Case Study 1 – Investments in Conflict with Official Duties

The City Manager sees a growing need in the town he has managed for the last fifteen years for living facilities geared to the aging population in town.  While there are a couple of similar but smaller facilities in his town; the manager while traveling, has seen a number of highly successful independent and assisted-living developments that allow seniors to maintain an active lifestyle in a congregate setting that also meet seniors needs. (Including medical and dining services readily available as well as home and lawn work provided.)  At the same time, the manager is about five years from retirement and wants to remain in the community, so he is beginning to look down the road for retirement income and a second career.  The manager contacts a partnership that has developed similar projects in other communities and suggests becoming a minority partner to develop a facility in the city he is managing. The manager is considering a number of factors before making a decision to move forward with this development venture:

1. The City Attorney has advised him there is no legal conflict as long as he fully discloses the venture to the city council.

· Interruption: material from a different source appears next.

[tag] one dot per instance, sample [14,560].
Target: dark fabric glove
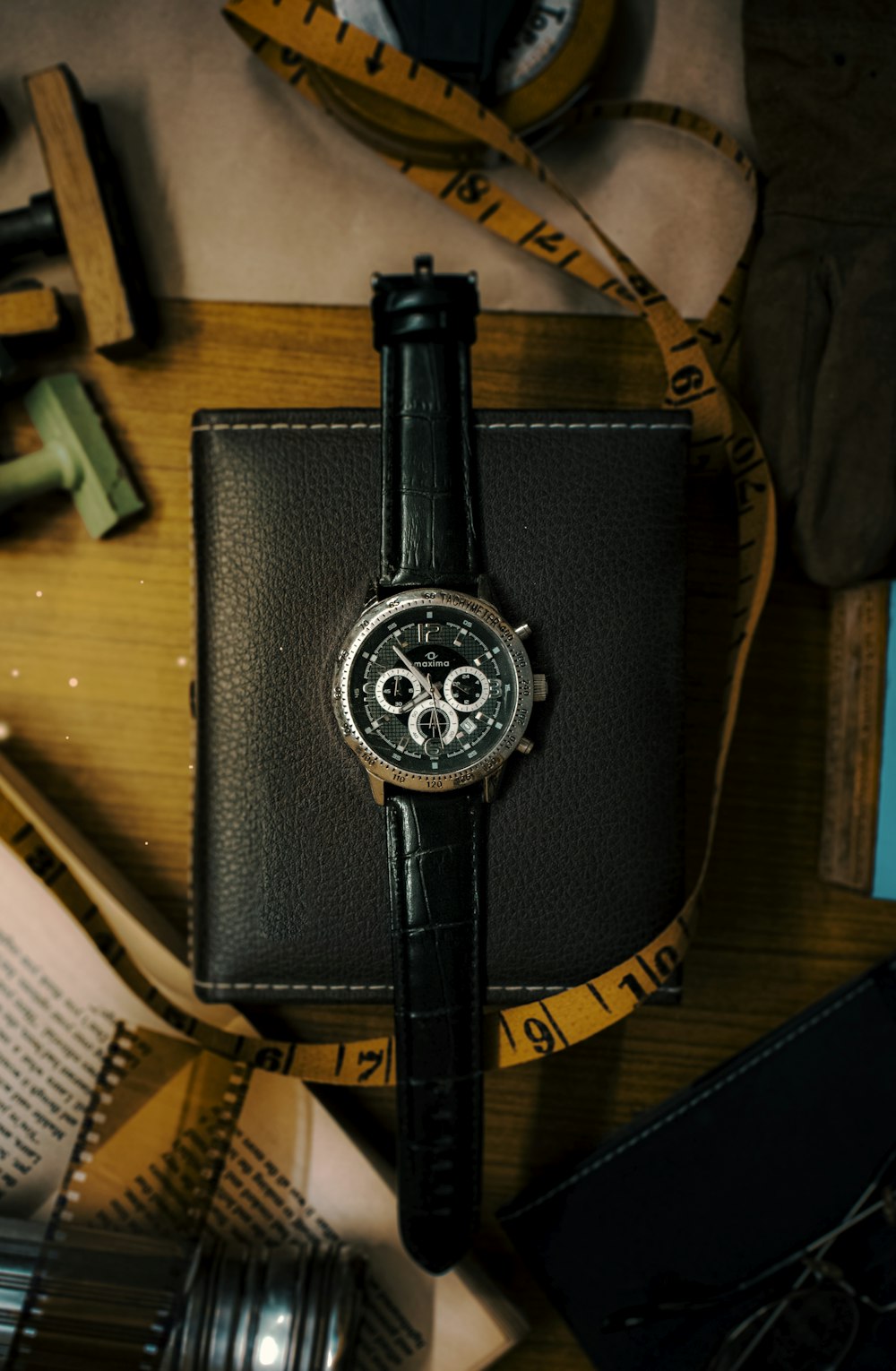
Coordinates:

2. After discussion the Mayor is highly encouraging of the idea because he agrees there is a strong need for this kind of development in the community.

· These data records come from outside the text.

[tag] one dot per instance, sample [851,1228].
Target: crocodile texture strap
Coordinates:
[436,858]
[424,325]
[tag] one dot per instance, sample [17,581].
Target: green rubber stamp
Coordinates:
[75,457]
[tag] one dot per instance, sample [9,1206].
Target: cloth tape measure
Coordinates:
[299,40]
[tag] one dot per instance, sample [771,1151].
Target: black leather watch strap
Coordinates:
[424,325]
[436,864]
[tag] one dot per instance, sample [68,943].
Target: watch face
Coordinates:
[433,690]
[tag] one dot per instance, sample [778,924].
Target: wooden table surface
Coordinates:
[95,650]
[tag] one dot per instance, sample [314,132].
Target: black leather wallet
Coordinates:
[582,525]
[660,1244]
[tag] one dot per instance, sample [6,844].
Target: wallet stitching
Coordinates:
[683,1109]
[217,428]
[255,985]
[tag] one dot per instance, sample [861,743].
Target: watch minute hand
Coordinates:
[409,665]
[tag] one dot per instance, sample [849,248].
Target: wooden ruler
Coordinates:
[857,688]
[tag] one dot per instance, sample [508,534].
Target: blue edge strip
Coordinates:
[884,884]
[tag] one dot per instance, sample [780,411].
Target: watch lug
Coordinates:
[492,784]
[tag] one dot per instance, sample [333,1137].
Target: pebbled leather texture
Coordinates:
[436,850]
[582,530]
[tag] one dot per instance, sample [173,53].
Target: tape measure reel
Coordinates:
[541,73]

3. While the location of the contemplated project is not currently zoned for this kind of use the Planning and Zoning board would likely readily approve a rezoning.

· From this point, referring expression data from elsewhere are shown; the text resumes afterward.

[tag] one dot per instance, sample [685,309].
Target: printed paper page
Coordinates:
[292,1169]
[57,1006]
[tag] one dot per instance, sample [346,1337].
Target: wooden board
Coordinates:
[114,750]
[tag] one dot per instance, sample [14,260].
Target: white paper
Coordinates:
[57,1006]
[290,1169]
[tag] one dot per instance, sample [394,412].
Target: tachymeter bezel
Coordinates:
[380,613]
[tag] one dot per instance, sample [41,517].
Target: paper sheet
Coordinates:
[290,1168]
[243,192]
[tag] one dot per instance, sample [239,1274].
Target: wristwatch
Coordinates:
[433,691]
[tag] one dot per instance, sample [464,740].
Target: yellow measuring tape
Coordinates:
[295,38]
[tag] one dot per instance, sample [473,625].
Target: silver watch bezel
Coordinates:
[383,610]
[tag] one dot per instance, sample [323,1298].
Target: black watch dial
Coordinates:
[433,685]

4. Because this idea is so unique to the community it would certainly be successful but would likely draw business from the other smaller assisted-living projects in the community.

5. The manager would be making a personal contribution to the overall quality of life in the city which would comply with all city building standards and laws.
The city does not own or support and assisted living facilities.

Case Study 2 –Gifts

The recently hired, first-time city manager, of a “university town,” and his wife are invited by the president of the university to join him in the president’s suite at the upcoming football game as a way to introduce the manager to the university.  The university president indicates that they will also be joined by the mayor, the president of the chamber of commerce, the CEO of the regional power company and several other community leaders who are football fans and supporters of the university.   Even though the city manager is not a huge football fan he feels that it is important that he establish a positive relationship with the president and community leaders.  The city manager checks the city charter and state law and does not find any guidance as to any restrictions that would prohibit him from accepting the invitation.  The university and the city have enjoyed a great relationship over the years and there are no pending projects between the city and the university. The manager is considering a number of factors regarding a decision to accept the invitation to attend the football game:

1.The manager wants to get to know the university president better (as well as the other community leaders) and make a good first impression.

2. The “first” city manager’s position salary does not afford the manager with much disposable income to afford tickets to the football game.

3. The manager is concerned that not accepting the invitation could damage the positive “town and gown” relationship that exists.

4. The mayor stops by to see the manager to let him know how much he is looking forward to introducing him to the college football weekend experience.

5. The manager’s wife really wants to attend a big time college football game and sit in the president’s skybox.